Han justificado la intervención de lo político;
dado que recordar era un deber cívico,
¿podría el legislador admitir que se enunciaran
públicamente afirmaciones contrarias a la verdad
respecto de acontecimientos a propósito de los cuales
la justicia
o, en su defecto, la conciencia
colectiva se había pronunciado? Sería como si
al mismo tiempo se faltara al deber de piedad y se condenara
por segunda vez a las víctimas, se atentara contra el
respeto a
su sufrimiento y se permitiera que la duda se introdujera en
las mentes de quienes no pudieran hacerse una opinión
motivada propia; sería como ir en contra de la
educación de los ciudadanos. ¿No
tendría la obligación los responsables
políticos de tomar medidas al respecto, en resumen, de
legislar?Es evidente, pero no es ocioso poner esto en claro:
en el debate sobre las leyes, los
parlamentarios echan mano de su investidura para argüir
el hecho de que como su mandato emana del pueblo soberano,
ellos supuestamente tienen las facultades para establecer la
verdad histórica. Se confunde la legitimidad
política con la que confieren las facultades
adquiridas mediante el trabajo
científico. Ningún parlamentario
imaginaría que su estatus le otorga facultades para
pronunciarse sobre los fenómenos sociales, en virtud
de los roles que les son conferidos; es cómo se han
creado las instancias de reflexión que sirven para
delimitar el trabajo
del legislador y la decisión de los poderes
públicos. ¿Por qué habría de ser
diferente para la historia de las sociedades?Al manifestarse contra el principio de estas leyes,
denominadas por Rémond "de la memoria", los
historiadores hacen un llamado a respetar la diferencia entre
las ciencias y
la distribución de profesiones, y
reafirman que la historia, garante de la memoria
colectiva, le pertenece a todos. Por lo demás, la
lista de estas leyes muestra
claramente cuáles son las consideraciones al momento
de su adopción: consideraciones
básicamente electorales que, ciertamente, no son
despreciables, pero que dejan ver más pasión
que razón, que no tienen ninguna legitimidad
científica y que confunden la memora con la historia.

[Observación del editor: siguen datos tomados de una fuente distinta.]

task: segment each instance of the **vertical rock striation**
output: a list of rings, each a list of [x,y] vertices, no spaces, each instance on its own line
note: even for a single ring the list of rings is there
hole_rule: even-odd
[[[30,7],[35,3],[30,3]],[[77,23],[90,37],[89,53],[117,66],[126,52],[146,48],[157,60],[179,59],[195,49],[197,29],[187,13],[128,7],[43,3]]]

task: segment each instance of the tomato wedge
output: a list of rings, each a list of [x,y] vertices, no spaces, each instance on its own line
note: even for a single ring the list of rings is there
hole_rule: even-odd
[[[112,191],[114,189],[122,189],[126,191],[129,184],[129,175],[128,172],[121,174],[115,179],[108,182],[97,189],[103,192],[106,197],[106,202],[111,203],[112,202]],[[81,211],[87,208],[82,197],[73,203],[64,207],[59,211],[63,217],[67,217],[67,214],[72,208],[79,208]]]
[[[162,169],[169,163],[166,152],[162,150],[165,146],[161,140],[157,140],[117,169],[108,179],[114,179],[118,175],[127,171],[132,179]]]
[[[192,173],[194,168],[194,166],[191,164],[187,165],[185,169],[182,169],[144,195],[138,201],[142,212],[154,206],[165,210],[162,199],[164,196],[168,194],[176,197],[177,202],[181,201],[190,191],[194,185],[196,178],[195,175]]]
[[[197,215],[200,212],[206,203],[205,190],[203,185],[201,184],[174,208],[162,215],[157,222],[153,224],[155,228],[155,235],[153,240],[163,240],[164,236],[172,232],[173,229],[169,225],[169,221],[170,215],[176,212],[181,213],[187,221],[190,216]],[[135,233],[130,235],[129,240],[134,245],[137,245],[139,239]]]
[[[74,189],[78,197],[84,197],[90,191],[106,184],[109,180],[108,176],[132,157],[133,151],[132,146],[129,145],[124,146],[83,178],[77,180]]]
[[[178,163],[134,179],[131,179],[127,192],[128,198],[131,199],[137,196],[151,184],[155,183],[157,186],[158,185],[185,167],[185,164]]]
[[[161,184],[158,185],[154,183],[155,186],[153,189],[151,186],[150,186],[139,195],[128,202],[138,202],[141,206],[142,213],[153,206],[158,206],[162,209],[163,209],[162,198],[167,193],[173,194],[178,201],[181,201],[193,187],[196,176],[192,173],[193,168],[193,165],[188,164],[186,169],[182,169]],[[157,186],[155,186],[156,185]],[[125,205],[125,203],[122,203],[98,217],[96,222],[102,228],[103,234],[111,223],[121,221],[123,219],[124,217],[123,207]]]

Todas proceden de la misma aspiración de comunidades
específicas, religiosas o étnicas, para que la
comunidad
nacional considere su memoria
particular teniendo como intermediaria a la historia que ha
sido tomada como rehén. Los historiadores se han
declarado en contra de esa instrumentalización que
conlleva una fragmentación de la memoria
colectiva.Esto de la limitante para que los políticos
intervengan en la
organización del discurso
histórico tiene que ver con su forma: la experiencia y
la controversia actual demuestra que esta no debe ser de una
ley. Los políticos tienen todos los derechos a
pronunciarse acerca de la historia, pero no el de hacerlo a
través de la figura que les es propia: el voto de una
ley. Porque la adopción de un texto de
ley no consiste en una toma de partido como tantas otras que
la opinión olvidó rápidamente, tal es el
caso de las peticiones intelectuales. Definir reglas, prescribir
normas y
establecer obligaciones es lo propio de la ley.
(2)A manera de
introducciónDefiniciones
La iniciativa legislativa es el acto mediante el
cual se da origen a al proceso de
elaboración de una ley. Es por ello que existe lo que
la teoría constitucional clásica
reconoce como derecho de iniciativa, que –de manera
específica– es potestad del Presidente de la
República y de los Congresistas. (3) Al que
debo de agregar –de manera general–,
también es facultad del Poder
Judicial, de todo Tribunal de Garantías
Constitucionales; al que también –por necesario
que resulta, se deben de citar a otras Instituciones organizacionales, de acuerdo a
la ley de la materia
que las regula.Manuel Osorio (4), cita que, la iniciativa en
la formulación de leyes se refiere como
expresión en el Derecho Político, no a quienes
pertenece dictarlas sino a quienes corresponde proponerlas.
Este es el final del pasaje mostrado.